Die anderen Urlauber verbringen die Abende mit den Kranichen. Sie fahren mit Booten in den Bodden, gern auch mit einem traditionellen Zeesenboot. Das sind Holzschiffe mit braunen Segeln, wie man sie nur hier in der Region kennt, feste Dinger, imprägniert mit Torf, Ziegelstaub und Ochsenblut, die früher als Fischerboote genutzt wurden, quer zum Wind für das langsame Boddenfischen.
Jetzt tuckert man damit in der Abendsonne zu den besten Plätzen, legt sich ins Schilf und an Deck auf den Rücken, starrt in den Himmel, der langsam rot wird, schweigt - und wartet. Und wartet. Und gerade, wenn man denkt, dass es ganz schön kalt wird und dass jetzt wohl nichts mehr kommt und dass man vielleicht an der falschen Stelle liegt und der Typ am Steuer wahrscheinlich keine Ahnung hat, dann sieht man es: erst nur feine Fäden wie aus Staub, ganz oben am Himmel, wie eine zarte Zeichnung. Sie kommen. Immer mehr, immer tiefer, immer lauter, in die untergehende Sonne hinein fliegen die Kraniche zu ihren Schlafplätzen über einen hinweg, und es sind so viele, Tausende, Millionen, denkt man und versteht sein eigenes Wort nicht mehr. Aber es gibt auch nichts zu sagen. Sehen muss man das und hören, bis es leiser wird, die Kraniche sind schlafen gegangen, ein paar Nachzügler noch, und ganz von Ferne hört man, wie sie ihren Kindern wohl noch ein paar Gutenachtgeschichten erzählen. Ein Festival der Natur. Aufführung täglich, Eintritt frei.
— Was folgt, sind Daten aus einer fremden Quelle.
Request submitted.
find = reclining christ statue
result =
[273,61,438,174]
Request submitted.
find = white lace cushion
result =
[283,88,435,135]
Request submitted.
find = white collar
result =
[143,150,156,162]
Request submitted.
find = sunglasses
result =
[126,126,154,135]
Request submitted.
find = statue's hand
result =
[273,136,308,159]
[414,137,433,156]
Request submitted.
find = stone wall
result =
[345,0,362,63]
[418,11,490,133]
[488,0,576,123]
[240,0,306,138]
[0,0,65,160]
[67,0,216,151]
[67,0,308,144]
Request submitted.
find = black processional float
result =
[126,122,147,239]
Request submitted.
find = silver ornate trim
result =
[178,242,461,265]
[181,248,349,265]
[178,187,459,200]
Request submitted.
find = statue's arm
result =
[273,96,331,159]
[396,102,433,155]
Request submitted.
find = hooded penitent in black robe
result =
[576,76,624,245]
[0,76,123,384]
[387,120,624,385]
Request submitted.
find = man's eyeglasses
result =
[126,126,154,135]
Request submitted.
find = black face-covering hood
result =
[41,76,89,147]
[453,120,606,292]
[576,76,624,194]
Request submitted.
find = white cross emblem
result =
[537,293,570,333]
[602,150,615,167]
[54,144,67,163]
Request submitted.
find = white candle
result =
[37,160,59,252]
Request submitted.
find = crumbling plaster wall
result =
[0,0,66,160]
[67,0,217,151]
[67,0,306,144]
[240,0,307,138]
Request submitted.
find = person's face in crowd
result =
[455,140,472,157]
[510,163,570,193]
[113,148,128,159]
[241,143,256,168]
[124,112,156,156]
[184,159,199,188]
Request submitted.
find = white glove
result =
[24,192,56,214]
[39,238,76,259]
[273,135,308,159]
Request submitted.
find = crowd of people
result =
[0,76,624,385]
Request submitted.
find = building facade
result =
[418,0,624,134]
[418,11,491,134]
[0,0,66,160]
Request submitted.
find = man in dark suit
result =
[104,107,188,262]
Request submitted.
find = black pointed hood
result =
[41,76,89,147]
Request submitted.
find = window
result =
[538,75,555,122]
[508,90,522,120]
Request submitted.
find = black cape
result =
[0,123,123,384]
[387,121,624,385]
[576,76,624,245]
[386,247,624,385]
Natürlich ist der wilde Darß auch aus anderen Gründen schön, in diesen goldenen Herbsttagen. Die endlosen weiten, leeren, sandigen Strände bei Prerow oder Dierhagen. Der berühmte Weststrand, nur zu Fuß oder mit dem Rad zu erreichen, kilometerlang durch den Darßer Urwald mit seinen knarzigen windschiefen Kiefern und einem Waldgeruch, den man nie wieder vergessen kann. Diese klare Luft, die Dünen, die wilden Wälder in wilden Farben, dieses einzigartige Licht, Freigang für die Seele. Tolle Hotels, Whirlpool, Wellness, weiche Betten. Aber die Kraniche. Als ob sie all das, all diese Sehnsucht in sich tragen und mit sich fortnehmen, aber auch die Gewissheit: Nächstes Jahr kommen sie wieder. Sie und der Sommer und das Licht, und das Leben wird weitergehen.
Fressen, Radau machen, Freunde treffen
Jetzt werden sie erst mal bleiben, fressen, fliegen und tanzen und die Menschen beglücken, solange der Wind noch von Süden weht, denn der Kranich fliegt nicht gern gegen den Wind. Das Leben ist zu kurz und die Reise zu lang, um unnötige Anstrengungen auf sich zu nehmen. Wenn der Wind dreht, Ende Oktober, Anfang November, lassen sie sich vom kühlen Nordzug tragen Richtung Winterquartier, Andalusien, Südfrankreich, Tunesien, Marokko, all die Orte, wo man sich selbst auch gut den Winter vorstellen kann.
Schröder übrigens kommt nicht mehr. Er ist verschwunden. Irgendwo im Osten. Zwei Möglichkeiten gibt es, sagen die Experten: Schröder hat sich in eine Schwedin verliebt und fliegt mit ihr den baltischungarischen Zugweg. Oder: Schröder ist in Wirklichkeit ein Mädchen.